Date : Sat, 10 Jan 2004 10:25:48 +0000
From : Mike Tomlinson <mike@...>
Subject: Re: IDE Interface for BBC
In article <040110060610@...>, Jonathan Graham Harston
<jgh@...> writes
>I have a bazillion IDE drives on the shelf :)
I have, too, including a couple of 540Mb, a 640Mb and a 1.08Gb. Was
going to throw them out but will now be keeping them for this project :)
> I don't know how hard it is
>to find suitable SCSI/SASI drives for the Acorn card,
Depends on which Acorn card you're talking about. [I realise you - JGH
- probably know this, but am including it for completeness and so it
gets archived]
Hard disks for the BBC B used a SASI interface attached to the 1MHz bus,
and an Adaptec SASI-to-MFM converter board to which an MFM hard drive is
connected. I think Acorn's SASI card used all-TTL logic, and quite a
lot of it too, but I also had a Watford SASI card which reduced the chip
count to about 8 using PALs. The Adaptec converter board was about 4" x
6", was packed with chips, and had, if I remember right, an 8086 CPU and
its own firmware in ROM which in theory made it more powerful than the
machine it connected to.
I built my own hard disc for the Beeb years ago when I was lucky enough
to get hold of one of the Adaptec cards in a £1 bits bin at a radio
rally. Then I managed to get hold of the Watford 1MHz-SASI adapter and
it was a matter of assembling it all into a case with a power supply and
a 20Gb MFM drive stolen from an Amstrad 1640.
The simple SCSI card for the Master Domesday system sat in the space
inside the machine intended for an internal modem. I don't know if
anyone has successfully attached a SCSI disk to it.

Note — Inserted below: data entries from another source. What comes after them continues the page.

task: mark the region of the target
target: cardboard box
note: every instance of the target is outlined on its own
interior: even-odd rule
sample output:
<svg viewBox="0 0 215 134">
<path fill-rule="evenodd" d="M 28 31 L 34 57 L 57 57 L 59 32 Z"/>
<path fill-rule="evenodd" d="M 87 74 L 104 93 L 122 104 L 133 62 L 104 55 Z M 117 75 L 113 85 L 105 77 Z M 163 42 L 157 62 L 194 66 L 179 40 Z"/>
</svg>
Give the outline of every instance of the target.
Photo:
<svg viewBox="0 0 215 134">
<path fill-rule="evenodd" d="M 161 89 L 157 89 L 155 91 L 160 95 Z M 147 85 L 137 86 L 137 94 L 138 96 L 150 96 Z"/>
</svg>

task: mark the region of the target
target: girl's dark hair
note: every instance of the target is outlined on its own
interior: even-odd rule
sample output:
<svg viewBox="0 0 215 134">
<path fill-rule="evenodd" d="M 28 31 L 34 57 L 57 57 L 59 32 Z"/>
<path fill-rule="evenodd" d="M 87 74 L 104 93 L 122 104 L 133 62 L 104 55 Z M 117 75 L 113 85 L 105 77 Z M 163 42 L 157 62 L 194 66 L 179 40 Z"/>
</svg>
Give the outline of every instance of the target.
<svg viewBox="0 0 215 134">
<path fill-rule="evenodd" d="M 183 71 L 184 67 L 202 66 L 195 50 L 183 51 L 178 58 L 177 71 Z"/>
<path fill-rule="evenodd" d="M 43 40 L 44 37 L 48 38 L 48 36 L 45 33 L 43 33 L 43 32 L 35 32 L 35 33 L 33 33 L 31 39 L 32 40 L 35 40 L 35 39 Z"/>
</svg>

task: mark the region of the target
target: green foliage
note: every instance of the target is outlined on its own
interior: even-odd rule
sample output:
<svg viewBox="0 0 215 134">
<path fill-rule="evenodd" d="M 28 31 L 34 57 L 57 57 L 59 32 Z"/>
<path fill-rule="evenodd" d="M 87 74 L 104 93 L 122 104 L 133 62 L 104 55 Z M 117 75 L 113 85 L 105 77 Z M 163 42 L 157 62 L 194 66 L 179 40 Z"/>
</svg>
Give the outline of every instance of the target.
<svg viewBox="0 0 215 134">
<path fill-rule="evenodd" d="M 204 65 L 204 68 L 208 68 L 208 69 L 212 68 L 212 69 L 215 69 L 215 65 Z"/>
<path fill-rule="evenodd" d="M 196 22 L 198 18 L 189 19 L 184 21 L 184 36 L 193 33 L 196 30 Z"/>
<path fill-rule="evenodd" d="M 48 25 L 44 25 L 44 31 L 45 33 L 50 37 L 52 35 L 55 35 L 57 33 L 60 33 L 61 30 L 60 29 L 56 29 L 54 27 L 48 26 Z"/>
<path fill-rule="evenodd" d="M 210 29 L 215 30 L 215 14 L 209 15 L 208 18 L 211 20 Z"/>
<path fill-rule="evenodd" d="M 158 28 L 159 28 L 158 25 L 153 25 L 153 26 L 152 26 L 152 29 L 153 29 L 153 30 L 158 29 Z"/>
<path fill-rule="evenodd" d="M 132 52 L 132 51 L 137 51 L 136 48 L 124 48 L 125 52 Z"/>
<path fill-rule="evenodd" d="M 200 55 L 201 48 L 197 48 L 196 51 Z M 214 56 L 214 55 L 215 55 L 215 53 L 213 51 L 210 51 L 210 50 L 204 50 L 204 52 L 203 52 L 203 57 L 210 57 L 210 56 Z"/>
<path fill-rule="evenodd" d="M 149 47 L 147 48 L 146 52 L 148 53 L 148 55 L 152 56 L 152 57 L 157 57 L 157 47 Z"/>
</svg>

Acorn's FileStores (Econet fileservers) came in two flavours. The basic
Filestore used floppy discs and a hard disc was an add-on option. The
earlier E01 had a 1MHz bus and used the same hard discs with SASI board
and Adaptec converter as were connected to the BBC B. The later E01S
used SCSI drives. The SCSI interface in the E01S I imagine would have
been very similar to the Master Domesday interface, especially as it was
based on the Master circuit.
>8-bit ADFS uses a 24-bit word (three bytes) to hold the sector number, a
nd
>expects 256 bytes in each sector. That makes the maximum 8-bit ADFS driv
e
>size as 4GB-1. 8-bit ADFS can access up to 4 hard drives, so a total
>amount of storage of 16GB.
Thanks. There's no support for partitioning, is there? Mind you, even
a 540Mb drive (reduced to 270Mb because of the 8-bitness of the
interface) would be ample, especially when you consider that the
original Acorn Winchester was 10Mb and came in a box bigger and heavier
than the Beeb itself :)
>I was thinking of making the FS software see if there was any extended R
AM
>available, on a byte-wide card such as Sprow's or a page-wide card in
>&FD00 and have the option of using that,
Perhaps it could also search for usable sideways RAM?